0

I want to calculate the impact that height has on earnings given the gender. I divided my data into data for male and female but when I run the lm(earnings~height+education+age, data = data_female) function it gives me an error saying: Error in model.frame.default(formula = earnings ~ height + education + : variable lengths differ (found for 'education')

Would you be able to help in either suggesting a better way to refine my model or helping to fix this particular error? Please let me know.

setwd("~/Google Drive/R Data")
data <- read.csv('data_ass5.csv')
height <- data$height
earnings <- data$earnings
gender <- data$sex
age <- data$age
education <- data$educ
multiple_regression <- lm(earnings~height+age+gender+education,data = data)
lm(earnings~height+age+gender+education,data = data)
summary(multiple_regression)
summary(linear_regression)
multiple_regression_redefined <- lm(earnings~age+gender+education,data = data)
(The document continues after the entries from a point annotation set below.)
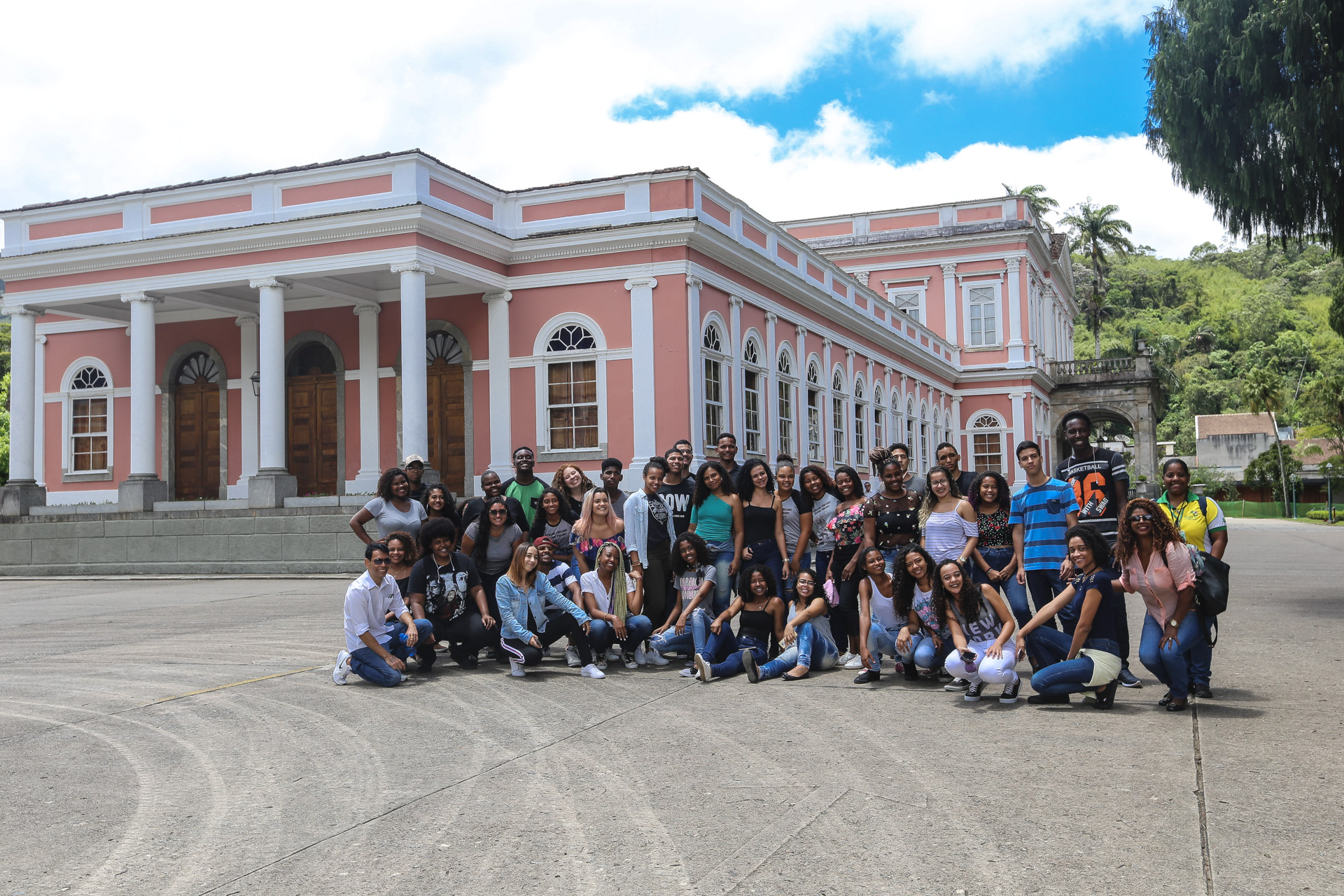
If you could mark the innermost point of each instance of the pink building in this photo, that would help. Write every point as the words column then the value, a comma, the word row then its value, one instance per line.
column 246, row 337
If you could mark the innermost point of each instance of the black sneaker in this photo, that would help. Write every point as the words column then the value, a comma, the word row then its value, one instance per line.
column 1046, row 700
column 749, row 664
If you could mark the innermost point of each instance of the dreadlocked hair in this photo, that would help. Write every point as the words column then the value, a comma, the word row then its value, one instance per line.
column 1164, row 532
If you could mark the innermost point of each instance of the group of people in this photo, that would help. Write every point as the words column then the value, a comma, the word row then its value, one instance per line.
column 949, row 575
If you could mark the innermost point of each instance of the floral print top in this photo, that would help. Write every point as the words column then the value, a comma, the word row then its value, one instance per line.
column 848, row 527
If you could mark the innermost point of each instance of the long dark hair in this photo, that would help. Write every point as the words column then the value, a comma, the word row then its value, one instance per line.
column 1000, row 482
column 746, row 488
column 483, row 530
column 702, row 491
column 702, row 552
column 905, row 590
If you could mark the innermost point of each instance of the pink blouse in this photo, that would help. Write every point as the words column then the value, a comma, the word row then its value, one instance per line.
column 1160, row 582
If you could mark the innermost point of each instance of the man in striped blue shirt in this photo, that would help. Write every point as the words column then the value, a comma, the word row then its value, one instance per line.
column 1042, row 511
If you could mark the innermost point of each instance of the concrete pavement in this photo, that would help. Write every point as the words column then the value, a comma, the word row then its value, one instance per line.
column 645, row 782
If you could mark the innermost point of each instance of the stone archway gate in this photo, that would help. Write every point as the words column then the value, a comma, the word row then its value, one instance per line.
column 1114, row 388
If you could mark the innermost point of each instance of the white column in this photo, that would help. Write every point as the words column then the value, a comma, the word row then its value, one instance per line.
column 771, row 406
column 496, row 318
column 144, row 438
column 641, row 370
column 270, row 419
column 696, row 365
column 39, row 416
column 734, row 391
column 414, row 374
column 366, row 480
column 1018, row 422
column 1016, row 348
column 249, row 405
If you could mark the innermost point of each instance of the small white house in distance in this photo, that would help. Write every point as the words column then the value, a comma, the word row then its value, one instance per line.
column 1231, row 441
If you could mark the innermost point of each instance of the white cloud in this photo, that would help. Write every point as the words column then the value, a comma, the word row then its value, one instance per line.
column 167, row 93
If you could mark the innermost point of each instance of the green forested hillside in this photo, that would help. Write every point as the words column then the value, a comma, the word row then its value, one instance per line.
column 1215, row 317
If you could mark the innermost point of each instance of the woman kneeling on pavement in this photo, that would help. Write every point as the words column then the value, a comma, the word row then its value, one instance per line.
column 981, row 633
column 762, row 613
column 806, row 638
column 615, row 601
column 1085, row 656
column 523, row 596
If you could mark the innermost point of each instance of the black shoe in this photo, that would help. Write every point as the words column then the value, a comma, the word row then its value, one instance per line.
column 1046, row 700
column 750, row 665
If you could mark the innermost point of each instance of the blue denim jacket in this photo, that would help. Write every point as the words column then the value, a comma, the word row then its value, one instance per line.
column 515, row 603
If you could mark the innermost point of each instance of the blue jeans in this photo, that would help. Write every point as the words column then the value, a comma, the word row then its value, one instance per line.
column 730, row 647
column 809, row 650
column 370, row 666
column 1014, row 593
column 603, row 634
column 1059, row 676
column 1170, row 665
column 924, row 652
column 721, row 554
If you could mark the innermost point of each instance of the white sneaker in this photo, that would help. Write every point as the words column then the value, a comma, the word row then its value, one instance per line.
column 342, row 672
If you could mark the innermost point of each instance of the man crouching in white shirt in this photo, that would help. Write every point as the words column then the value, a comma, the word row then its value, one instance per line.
column 374, row 649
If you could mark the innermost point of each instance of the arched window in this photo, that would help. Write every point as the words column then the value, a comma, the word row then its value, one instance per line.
column 571, row 407
column 753, row 379
column 714, row 360
column 987, row 442
column 815, row 398
column 860, row 425
column 784, row 400
column 89, row 422
column 838, row 399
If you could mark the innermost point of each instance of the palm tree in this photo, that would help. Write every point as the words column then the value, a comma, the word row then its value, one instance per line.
column 1037, row 200
column 1262, row 391
column 1098, row 230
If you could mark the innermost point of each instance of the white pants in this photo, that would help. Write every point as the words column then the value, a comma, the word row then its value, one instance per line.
column 988, row 669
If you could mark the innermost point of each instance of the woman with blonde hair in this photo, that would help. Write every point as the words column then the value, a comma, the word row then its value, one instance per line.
column 524, row 628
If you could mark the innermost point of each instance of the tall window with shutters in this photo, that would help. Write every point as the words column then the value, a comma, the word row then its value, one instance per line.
column 571, row 388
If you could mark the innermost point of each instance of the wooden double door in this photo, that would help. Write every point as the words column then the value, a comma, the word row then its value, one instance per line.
column 197, row 441
column 314, row 434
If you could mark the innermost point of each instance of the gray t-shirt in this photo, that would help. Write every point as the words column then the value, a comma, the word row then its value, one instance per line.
column 499, row 552
column 388, row 519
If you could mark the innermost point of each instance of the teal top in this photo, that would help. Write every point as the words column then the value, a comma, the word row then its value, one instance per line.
column 713, row 520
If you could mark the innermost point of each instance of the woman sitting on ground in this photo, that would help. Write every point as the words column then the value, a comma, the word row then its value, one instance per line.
column 762, row 613
column 981, row 631
column 1155, row 562
column 687, row 626
column 806, row 638
column 597, row 526
column 615, row 601
column 878, row 615
column 1085, row 656
column 524, row 628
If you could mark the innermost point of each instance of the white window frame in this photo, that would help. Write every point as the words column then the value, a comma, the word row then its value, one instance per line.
column 996, row 304
column 540, row 363
column 67, row 399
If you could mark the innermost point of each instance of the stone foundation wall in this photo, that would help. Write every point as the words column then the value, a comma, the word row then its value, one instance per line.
column 225, row 542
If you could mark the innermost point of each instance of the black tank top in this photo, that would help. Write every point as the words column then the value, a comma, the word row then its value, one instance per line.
column 757, row 524
column 758, row 624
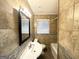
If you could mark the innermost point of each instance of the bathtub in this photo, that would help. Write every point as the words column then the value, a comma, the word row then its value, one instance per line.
column 54, row 47
column 32, row 51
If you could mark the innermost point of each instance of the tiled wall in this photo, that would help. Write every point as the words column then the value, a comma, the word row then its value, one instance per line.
column 9, row 39
column 52, row 36
column 69, row 26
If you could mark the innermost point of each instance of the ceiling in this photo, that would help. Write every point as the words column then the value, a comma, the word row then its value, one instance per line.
column 44, row 7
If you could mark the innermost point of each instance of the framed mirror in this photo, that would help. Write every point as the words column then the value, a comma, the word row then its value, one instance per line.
column 24, row 27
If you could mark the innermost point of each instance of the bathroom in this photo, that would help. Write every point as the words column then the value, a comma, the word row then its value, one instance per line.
column 34, row 29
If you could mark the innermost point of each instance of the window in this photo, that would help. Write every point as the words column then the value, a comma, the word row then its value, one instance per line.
column 42, row 26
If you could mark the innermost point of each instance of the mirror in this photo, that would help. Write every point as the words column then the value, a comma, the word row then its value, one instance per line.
column 24, row 27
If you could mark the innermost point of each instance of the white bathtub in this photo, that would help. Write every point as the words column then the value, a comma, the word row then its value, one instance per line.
column 54, row 47
column 33, row 51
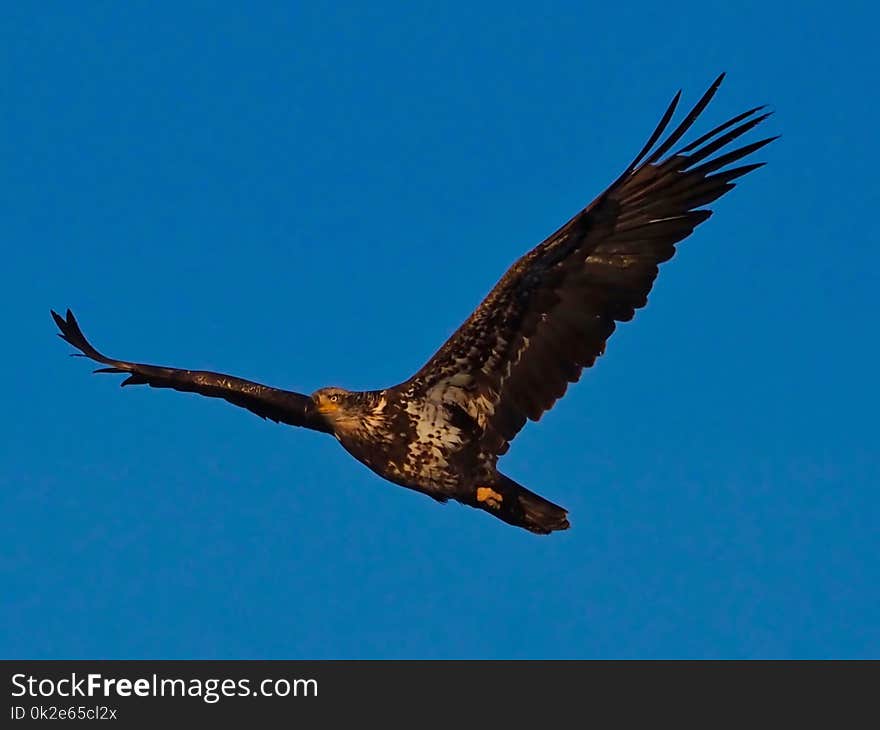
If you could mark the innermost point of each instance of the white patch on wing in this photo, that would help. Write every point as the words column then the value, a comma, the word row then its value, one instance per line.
column 436, row 438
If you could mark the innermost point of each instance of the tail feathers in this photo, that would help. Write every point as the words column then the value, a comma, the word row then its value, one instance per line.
column 541, row 515
column 521, row 507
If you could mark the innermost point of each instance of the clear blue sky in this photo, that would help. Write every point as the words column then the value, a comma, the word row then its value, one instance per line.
column 307, row 197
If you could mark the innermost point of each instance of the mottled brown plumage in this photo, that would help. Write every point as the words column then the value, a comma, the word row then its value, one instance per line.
column 441, row 432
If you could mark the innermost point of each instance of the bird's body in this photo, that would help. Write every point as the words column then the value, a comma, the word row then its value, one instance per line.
column 442, row 431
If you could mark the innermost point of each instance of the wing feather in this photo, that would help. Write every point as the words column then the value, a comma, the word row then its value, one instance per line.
column 282, row 406
column 552, row 312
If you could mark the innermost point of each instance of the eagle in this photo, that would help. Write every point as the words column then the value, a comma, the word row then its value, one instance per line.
column 442, row 431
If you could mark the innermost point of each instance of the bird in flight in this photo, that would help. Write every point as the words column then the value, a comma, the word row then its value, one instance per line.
column 442, row 431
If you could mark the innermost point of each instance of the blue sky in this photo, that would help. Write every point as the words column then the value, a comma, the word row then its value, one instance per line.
column 308, row 195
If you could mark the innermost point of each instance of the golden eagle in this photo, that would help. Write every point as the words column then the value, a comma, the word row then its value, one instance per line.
column 441, row 432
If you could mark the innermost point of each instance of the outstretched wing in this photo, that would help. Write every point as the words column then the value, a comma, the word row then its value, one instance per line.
column 552, row 312
column 278, row 405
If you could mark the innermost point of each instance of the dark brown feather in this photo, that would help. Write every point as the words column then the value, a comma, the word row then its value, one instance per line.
column 282, row 406
column 552, row 312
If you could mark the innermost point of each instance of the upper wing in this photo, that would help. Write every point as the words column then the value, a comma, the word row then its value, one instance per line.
column 551, row 313
column 279, row 405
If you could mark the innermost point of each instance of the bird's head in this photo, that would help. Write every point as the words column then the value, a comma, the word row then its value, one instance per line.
column 334, row 403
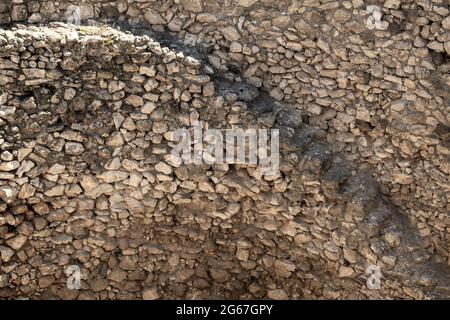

# Now I wish to particularly assess the impact of gender on earnings
# therefore  trying to refine my model doing the following: 
# but the lm last line is causing an error. Would you be able to adivse on 
# if this is the correct way to refine it and/or why I am getting the error.
# I even tried putting na.rm=TRUE after the lm code, but error still. 

data_female <- subset(data,gender==0)
data_male <- subset(data,gender==1)
lm(earnings~height+education+age, data = data_female)

smn
  • 1
  • 1
  • 1
    Hello SMN, welcome to Stackoverflow. Please read [How to ask and answer homework questions](https://meta.stackoverflow.com/questions/334822/how-do-i-ask-and-answer-homework-questions) and update your question accordingly. – Len Greski Mar 17 '20 at 00:40
  • 1
    Delete all of these and similar commands: `height <- data$height` – Edward Mar 17 '20 at 00:51
  • I have edited the way in which I am asking my question --- thank you for directing me to that page. Would you be able to suggest why I am going wrong now and where? – smn Mar 17 '20 at 19:01

1 Answers1

0

Per docs of lm, the data argument handles variables in formula in two ways that are NOT mutually exclusive:

data
an optional data frame, list or environment (or object coercible by as.data.frame to a data frame) containing the variables in the model. If not found in data, the variables are taken from environment(formula), typically the environment from which lm is called.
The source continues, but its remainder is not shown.